Before you can lend a hand, you will need to get the proper training. There are a few options depending on the desired career for those who study Sports Medicine. 2-year, 4-year and graduate school options are plentiful. However, they will all start with the basics as far as coursework goes:
- First aid
- Therapeutic recreation
- Athletic medical conditions
- Exercise physiology
- Weight training
- Exercise science
Careers with a 2-Year Degree:
- Coach for community center (YMCA)
- Personal Trainer
- Fitness Instructor
Careers with a 4-Year Degree
- Phys. Ed teacher
- Instructor for hospital/wellness center
Careers with a Graduate Degree
Athletic Trainers typically need a master’s degree, that will be an Master of Science and will take an additional 2 years post bachelor’s degree. Doctoral degrees are also available, they are intended for those who wish to conduct research within the field. Common graduate coursework is as follows:
- Strength and Conditioning theories
- Human Movement
- Injury prevention
Trainers and coaches can expect to find work for a gym, a college or school, recreation facilities or within a hospital’s wellness centers. Some graduates of Sports Medicine may seek PTA (Physical Therapy Assistant) certifications in order to practice that specialty within a sports context. Of course hours can vary, but many positions are during the day.
More states than not require Athletic Trainers to be Board Certified. You will find it advantageous to find accredited programs where you can receive your certification before you set upon this degree path. The following organizations can direct you:
- The National Academy of Sports Medicine (NASM)

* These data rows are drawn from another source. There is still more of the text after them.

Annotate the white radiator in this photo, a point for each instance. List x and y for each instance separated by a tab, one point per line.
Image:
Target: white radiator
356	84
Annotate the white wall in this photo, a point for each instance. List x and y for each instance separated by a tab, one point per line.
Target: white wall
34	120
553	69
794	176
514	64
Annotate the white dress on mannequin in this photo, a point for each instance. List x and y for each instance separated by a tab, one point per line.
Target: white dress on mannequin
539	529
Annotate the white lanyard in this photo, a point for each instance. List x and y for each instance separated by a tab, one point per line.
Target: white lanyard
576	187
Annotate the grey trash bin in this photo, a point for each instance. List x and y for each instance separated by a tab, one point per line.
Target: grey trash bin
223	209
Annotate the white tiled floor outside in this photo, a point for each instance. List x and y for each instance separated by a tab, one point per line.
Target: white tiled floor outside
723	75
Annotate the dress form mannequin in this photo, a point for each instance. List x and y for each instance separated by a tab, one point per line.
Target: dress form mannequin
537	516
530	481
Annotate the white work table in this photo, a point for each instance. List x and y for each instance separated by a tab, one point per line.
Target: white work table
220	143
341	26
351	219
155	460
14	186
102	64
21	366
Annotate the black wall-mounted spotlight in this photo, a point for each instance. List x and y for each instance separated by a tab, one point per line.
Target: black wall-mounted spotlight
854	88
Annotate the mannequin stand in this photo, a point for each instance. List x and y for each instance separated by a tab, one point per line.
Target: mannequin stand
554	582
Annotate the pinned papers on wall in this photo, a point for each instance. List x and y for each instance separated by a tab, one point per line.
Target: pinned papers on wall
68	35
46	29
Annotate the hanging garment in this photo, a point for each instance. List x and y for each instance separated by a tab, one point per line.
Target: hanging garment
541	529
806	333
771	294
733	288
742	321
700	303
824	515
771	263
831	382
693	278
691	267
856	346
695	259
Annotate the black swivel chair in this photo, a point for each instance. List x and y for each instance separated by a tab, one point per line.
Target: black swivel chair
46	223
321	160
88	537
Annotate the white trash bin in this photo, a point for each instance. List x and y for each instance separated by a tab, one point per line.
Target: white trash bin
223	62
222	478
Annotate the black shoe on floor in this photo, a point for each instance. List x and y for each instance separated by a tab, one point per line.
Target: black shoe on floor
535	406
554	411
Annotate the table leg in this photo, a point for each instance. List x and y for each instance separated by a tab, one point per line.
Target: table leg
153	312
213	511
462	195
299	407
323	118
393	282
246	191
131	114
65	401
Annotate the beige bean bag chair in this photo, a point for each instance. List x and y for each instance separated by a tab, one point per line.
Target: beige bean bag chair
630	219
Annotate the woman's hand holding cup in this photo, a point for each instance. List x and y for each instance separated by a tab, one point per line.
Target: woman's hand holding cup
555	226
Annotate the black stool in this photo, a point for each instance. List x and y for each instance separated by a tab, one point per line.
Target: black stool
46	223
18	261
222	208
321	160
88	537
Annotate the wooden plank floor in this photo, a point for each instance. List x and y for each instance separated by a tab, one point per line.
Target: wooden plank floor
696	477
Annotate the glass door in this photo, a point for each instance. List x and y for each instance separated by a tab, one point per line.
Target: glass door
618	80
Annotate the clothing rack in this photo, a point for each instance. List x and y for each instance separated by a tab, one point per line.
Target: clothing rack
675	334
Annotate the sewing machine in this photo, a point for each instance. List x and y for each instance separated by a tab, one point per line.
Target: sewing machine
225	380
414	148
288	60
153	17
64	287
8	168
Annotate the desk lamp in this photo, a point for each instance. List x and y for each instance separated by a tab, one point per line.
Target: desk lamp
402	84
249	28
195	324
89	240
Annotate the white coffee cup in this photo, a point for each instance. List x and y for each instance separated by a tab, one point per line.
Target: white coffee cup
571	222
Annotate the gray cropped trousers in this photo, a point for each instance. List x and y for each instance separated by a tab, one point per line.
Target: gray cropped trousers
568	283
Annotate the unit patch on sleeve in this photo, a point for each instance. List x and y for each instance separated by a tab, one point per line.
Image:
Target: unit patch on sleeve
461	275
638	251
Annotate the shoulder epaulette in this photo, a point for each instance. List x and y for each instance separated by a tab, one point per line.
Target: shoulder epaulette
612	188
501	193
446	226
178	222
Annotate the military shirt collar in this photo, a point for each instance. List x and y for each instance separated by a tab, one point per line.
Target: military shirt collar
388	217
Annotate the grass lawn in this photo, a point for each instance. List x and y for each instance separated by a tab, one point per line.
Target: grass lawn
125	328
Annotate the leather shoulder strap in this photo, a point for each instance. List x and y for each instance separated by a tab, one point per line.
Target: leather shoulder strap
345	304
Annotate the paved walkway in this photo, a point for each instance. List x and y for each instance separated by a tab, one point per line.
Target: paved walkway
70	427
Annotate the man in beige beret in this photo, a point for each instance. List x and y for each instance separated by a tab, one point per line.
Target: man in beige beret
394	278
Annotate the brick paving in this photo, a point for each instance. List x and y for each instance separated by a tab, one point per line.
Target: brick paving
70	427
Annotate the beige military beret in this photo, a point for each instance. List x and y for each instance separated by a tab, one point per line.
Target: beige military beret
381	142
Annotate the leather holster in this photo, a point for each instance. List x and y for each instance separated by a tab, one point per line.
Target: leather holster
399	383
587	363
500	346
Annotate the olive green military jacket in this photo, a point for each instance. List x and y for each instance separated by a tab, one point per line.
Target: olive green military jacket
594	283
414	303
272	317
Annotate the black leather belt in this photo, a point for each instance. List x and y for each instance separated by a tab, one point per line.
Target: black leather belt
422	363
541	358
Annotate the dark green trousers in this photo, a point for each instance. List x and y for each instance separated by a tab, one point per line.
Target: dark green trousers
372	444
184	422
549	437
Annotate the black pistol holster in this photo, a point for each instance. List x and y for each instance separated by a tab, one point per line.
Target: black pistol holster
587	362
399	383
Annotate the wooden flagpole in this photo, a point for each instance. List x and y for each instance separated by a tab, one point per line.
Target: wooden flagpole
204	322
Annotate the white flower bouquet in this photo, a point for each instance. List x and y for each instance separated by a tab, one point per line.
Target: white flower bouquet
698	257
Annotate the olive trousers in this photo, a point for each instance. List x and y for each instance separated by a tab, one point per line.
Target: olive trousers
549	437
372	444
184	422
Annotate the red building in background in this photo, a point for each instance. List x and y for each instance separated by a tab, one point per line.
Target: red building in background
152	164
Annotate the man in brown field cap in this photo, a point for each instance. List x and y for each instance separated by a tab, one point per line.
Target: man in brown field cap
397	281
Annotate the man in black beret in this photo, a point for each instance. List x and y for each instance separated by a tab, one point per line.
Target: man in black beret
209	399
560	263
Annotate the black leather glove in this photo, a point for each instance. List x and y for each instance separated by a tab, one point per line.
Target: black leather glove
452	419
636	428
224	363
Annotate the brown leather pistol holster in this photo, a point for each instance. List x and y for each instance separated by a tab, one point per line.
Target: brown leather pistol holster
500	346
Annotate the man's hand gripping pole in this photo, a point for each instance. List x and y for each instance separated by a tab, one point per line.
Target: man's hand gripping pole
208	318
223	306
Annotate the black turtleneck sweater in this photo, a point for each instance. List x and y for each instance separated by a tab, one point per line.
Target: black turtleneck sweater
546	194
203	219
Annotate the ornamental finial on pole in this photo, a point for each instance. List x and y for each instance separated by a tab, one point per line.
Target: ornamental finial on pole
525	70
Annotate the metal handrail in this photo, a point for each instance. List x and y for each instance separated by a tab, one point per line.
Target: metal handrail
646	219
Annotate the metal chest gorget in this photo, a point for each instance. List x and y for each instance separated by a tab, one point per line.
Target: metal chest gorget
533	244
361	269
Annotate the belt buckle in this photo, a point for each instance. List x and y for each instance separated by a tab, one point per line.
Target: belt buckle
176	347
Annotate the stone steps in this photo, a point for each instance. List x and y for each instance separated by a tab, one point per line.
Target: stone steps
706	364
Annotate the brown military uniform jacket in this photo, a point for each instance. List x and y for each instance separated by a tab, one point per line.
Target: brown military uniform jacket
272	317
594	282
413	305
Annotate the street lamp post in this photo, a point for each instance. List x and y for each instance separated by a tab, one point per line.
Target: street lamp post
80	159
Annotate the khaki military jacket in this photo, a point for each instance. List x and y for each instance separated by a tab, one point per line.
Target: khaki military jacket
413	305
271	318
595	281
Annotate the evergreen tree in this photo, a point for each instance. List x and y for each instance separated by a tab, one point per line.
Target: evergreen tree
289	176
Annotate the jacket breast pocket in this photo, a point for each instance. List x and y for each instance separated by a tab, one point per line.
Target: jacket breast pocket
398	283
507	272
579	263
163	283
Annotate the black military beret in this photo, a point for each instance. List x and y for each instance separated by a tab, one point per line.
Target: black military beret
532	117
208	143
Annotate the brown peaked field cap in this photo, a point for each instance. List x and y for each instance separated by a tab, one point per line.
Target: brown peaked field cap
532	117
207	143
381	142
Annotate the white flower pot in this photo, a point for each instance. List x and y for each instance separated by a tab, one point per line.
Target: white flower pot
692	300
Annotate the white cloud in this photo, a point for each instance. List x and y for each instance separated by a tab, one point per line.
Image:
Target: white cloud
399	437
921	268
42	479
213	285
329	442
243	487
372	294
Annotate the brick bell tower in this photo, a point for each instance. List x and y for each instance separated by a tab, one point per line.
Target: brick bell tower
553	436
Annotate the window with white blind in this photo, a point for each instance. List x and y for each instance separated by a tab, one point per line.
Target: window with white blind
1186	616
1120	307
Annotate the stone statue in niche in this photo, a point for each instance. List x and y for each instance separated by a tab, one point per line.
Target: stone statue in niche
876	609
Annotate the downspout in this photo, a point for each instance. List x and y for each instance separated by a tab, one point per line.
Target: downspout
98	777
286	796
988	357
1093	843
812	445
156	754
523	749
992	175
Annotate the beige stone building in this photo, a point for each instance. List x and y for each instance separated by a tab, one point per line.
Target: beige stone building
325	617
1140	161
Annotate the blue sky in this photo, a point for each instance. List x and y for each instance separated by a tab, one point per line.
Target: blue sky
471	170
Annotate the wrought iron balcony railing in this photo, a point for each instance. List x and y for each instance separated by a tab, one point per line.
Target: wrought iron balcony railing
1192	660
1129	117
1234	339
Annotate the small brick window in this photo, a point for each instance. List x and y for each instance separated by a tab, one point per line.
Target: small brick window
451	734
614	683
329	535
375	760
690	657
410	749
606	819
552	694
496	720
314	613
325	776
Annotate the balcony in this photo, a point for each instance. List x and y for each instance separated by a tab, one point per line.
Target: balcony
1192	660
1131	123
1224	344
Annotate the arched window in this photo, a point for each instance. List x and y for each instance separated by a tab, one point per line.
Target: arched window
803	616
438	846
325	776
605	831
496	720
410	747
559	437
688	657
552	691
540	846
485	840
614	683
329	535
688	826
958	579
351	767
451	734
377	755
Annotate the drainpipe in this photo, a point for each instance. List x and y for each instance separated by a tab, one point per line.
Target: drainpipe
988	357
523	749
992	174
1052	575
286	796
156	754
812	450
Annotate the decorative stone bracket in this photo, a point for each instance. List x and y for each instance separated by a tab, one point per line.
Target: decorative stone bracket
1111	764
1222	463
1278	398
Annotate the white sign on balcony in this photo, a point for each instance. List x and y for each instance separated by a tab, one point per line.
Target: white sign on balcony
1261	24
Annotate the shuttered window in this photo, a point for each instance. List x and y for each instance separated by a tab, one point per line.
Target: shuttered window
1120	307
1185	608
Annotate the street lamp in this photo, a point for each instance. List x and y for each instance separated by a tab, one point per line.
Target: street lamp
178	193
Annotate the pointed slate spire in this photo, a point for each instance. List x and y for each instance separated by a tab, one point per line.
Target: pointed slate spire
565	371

- The American College of Sports Medicine (ACSM)
- Fitness Certifications (ACE)
According to the U.S. Bureau of Labor Statistics, Exercise Physiologists and Athletic Trainers can expect to make a median of just over $42k. The job market is looking pretty stable with an estimated growth of 19% between years 2012-2022. The demand for these positions should remain high as people become more aware of sports-related injuries and the importance of addressing them at a young age. We can expect to see secondary and post secondary schools employing most of the Athletic Trainers in this field.